Bacaan : Kejadian 12:1-8
Ketika Abraham berusia 75 tahun, Allah memanggilnya supaya ia
meninggalkan tanah bapaknya. Maka jadilah, di usia lanjut, ia pergi
ke tanah Kanaan. Hidupnya tidak menentu, tak memiliki tempat tinggal,
"tanpa mengetahui tempat yang ditujunya" (Ibrani 11:8). Demikianlah
kisah hidup Abraham.
Usia membawa perubahan dan ketidakpastian dalam hidup kita.
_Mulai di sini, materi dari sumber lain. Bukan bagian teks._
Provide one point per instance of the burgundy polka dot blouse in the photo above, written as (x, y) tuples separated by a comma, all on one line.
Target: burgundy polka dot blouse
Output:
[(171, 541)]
Usia
merupakan transisi dari masa lalu yang pasti ke masa depan yang tidak
pasti. Usia dapat berarti pindah dari rumah keluarga menuju suatu
tempat yang lebih kecil, ke rumah anak perempuan, ke lingkungan para
pensiunan, ke rumah jompo -- "tempat peristirahatan terakhir".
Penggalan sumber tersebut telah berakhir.